Aunt Petunia said nothing. Dudley was staring stupidly at his
mother, his mouth hanging open. The silence spiralled horribly. Harry was
watching his aunt, utterly bewildered, his head throbbing fit to
burst.
“Petunia, dear?” said Uncle Vernon timidly. “P-Petunia?”
She raised
her head. She was still trembling. She swallowed.
“The boy—the boy will have
to stay, Vernon,” she said weakly.
“W-what?”
“He stays,” she said. She was
not looking at Harry. She got to her feet again.
“He...but Petunia...”
“If
we throw him out, the neighbours will talk,” she said. She was rapidly regaining
her usual brisk, snappish manner, though she was still very pale. They'll ask
awkward questions, they'll want to know where he's gone.
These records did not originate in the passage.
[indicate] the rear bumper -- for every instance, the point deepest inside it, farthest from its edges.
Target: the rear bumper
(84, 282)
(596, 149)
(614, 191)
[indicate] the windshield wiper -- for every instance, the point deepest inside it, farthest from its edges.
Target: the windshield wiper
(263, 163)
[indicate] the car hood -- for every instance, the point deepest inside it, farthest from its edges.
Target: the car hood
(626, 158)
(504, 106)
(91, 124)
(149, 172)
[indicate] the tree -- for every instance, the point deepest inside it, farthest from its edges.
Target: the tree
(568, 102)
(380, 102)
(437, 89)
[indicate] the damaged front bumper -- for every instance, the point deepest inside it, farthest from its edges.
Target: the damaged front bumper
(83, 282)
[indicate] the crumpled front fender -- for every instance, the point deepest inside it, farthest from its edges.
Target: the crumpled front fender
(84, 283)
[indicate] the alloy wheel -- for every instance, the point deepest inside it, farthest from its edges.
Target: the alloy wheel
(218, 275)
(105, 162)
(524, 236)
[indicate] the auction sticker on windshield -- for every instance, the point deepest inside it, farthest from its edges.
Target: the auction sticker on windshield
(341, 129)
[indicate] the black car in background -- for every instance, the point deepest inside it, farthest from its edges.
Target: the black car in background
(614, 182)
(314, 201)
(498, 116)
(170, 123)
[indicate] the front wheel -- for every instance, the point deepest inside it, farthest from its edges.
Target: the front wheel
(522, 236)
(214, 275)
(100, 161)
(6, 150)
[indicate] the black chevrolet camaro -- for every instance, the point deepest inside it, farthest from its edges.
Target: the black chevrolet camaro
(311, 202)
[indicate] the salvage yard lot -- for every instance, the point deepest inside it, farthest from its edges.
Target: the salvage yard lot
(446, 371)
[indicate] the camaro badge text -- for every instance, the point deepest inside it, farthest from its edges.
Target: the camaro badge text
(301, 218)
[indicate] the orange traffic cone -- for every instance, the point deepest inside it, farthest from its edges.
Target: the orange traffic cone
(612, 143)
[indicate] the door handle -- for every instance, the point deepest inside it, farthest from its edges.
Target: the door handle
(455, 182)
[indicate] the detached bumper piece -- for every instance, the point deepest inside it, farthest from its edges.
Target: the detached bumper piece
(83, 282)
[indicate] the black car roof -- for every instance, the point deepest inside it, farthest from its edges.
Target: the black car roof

We'll have to keep
him.”
Uncle Vernon was deflating like an old tyre.
“But Petunia,
dear—
Aunt Petunia ignored him. She turned to Harry. “You're to stay in your
room,” she said. “You're not to leave the house. Now get to bed.” Harry didn't
move. “Who was that Howler from?”
“Don't ask questions,” Aunt Petunia
snapped. “Are you in touch with wizards?”
“I told you to get to
bed!”
“What did it mean? Remember the last what?”
“Go to bed!”
“How
come -?”
“YOU HEARD YOUR AUNT, NOW GO UP TO BED!”